Back in 2010, the Blue Jays were loaded with a number of talented young pitchers, and Brandon Morrow, then 25-years old had as much talent as any of them.
With such a young group of quality pitchers that included Morrow, Ricky Romero, Brett Cecil, Jesse Litsch, Kyle Drabek, and Dustin McGowan, it looked as if Toronto’s starting rotation would be set for years to come. Sadly though, Romero lost his way, while Litsch, Drabek, McGowan, and Morrow’s time with the Blue Jays would be cut far too short due to injuries.
With an imposing fastball that touched 98 MPH regularly, along with a variety of nasty off-speed pitches, Morrow was considered one of the most promising young pitchers in the game between 2010-2012. Unfortunately for him, while with the Blue Jays, he just couldn’t remain healthy. And after two injury riddled seasons in 2013 and 2014 where he started just 16 games, it appeared as if his career in the big leagues was nearing the end. As every failed starter with immense talent should do though, Morrow would end up making the transition to the bullpen in 2016 while a member of the San Diego Padres, and he hasn’t looked back since.
Morrow’s resurgence has been so successful these past two seasons, that not only has he established himself as an excellent reliever, he’s also risen through the ranks of the Dodgers bullpen (where he signed this off-season) to become the set-up man for Kenley Jansen in a very deep and talented LA bullpen. In 2017, Morrow was 6-0 with a 2.06 ERA and 0.916 WHIP, while pitching 43.2 innings.

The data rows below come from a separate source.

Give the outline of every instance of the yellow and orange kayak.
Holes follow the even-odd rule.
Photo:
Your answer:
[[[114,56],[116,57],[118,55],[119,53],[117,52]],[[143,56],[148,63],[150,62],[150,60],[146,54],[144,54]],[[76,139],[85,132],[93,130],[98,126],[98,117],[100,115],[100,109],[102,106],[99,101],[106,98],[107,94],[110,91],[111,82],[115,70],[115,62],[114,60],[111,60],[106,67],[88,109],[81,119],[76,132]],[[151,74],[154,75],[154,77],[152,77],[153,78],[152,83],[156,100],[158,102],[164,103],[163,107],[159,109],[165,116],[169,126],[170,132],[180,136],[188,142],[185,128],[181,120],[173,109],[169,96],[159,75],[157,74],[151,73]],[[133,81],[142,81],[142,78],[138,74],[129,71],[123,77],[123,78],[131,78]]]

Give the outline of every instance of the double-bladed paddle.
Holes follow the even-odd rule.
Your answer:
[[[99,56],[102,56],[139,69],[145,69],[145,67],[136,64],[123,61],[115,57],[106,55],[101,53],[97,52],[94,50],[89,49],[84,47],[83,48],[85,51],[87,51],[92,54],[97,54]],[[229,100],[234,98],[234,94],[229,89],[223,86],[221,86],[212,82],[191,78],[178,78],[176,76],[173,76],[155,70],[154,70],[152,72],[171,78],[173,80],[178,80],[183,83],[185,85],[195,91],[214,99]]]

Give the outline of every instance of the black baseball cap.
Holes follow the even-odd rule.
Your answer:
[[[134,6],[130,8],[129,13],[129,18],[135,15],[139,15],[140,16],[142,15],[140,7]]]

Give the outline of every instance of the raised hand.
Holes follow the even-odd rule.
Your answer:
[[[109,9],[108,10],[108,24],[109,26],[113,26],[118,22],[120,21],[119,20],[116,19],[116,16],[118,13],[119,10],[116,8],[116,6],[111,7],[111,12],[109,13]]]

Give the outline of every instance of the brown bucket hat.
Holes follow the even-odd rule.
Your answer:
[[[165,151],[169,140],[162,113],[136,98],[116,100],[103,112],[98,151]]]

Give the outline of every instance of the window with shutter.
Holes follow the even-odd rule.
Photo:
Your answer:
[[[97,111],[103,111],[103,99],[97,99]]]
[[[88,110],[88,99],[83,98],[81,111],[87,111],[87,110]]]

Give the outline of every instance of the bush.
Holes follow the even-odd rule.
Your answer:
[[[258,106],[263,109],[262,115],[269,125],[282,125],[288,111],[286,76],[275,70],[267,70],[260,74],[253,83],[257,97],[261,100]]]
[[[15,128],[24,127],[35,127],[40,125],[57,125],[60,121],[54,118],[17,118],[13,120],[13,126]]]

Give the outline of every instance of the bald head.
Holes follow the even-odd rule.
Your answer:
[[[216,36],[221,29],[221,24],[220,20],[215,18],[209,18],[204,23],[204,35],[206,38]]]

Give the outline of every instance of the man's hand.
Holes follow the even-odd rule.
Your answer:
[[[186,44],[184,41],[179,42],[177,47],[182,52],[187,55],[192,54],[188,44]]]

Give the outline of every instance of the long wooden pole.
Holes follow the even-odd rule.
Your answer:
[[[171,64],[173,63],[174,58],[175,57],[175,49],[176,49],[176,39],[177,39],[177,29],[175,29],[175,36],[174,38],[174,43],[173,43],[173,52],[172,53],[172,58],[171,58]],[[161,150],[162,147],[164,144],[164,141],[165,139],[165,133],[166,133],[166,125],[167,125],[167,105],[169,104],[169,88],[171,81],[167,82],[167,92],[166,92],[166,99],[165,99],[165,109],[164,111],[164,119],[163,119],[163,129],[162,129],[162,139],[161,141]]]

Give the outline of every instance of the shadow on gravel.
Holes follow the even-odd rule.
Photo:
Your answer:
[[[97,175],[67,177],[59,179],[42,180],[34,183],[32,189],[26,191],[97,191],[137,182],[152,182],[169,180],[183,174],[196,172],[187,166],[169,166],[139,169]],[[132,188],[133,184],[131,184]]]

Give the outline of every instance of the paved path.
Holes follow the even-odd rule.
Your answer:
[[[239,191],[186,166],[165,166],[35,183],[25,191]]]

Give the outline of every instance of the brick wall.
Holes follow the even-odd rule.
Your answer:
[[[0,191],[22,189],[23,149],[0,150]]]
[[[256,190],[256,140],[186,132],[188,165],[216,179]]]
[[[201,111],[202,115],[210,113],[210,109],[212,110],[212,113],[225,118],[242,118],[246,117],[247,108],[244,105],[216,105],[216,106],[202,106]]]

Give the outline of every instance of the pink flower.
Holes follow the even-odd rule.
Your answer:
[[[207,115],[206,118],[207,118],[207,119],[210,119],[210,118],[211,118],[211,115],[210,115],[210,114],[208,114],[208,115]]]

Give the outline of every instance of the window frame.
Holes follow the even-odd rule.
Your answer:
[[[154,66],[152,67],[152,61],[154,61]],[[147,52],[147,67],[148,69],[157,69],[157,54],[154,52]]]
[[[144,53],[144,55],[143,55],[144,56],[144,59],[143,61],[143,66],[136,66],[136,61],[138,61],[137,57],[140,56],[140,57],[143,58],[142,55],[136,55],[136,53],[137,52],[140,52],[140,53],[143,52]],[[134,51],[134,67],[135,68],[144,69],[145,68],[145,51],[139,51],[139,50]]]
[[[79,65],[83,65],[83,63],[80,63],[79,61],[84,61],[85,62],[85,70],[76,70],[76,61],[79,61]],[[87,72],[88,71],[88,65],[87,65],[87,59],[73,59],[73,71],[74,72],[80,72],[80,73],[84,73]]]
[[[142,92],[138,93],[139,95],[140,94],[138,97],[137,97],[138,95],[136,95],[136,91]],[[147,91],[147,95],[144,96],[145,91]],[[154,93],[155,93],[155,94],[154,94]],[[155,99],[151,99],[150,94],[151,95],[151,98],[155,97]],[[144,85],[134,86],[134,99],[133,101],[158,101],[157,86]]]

Many Blue Jay fans always knew that if Morrow could ever remain healthy long enough that the sky truly was the limit for him. For whatever reason though, whether it be a string of bad luck, or simply the fact that it’s so difficult for a starting pitcher who throws upwards of 100 MPH to stay healthy, he just couldn’t stay off the DL while he was a starter. What he’s proven, and this should become a far more common occurrence with the increased importance that’s being placed on bullpens in today’s game, is that if you can’t make it as a starter (whatever the reason may be), there’s still plenty you can contribute out of the bullpen in a reduced and far less physically demanding role.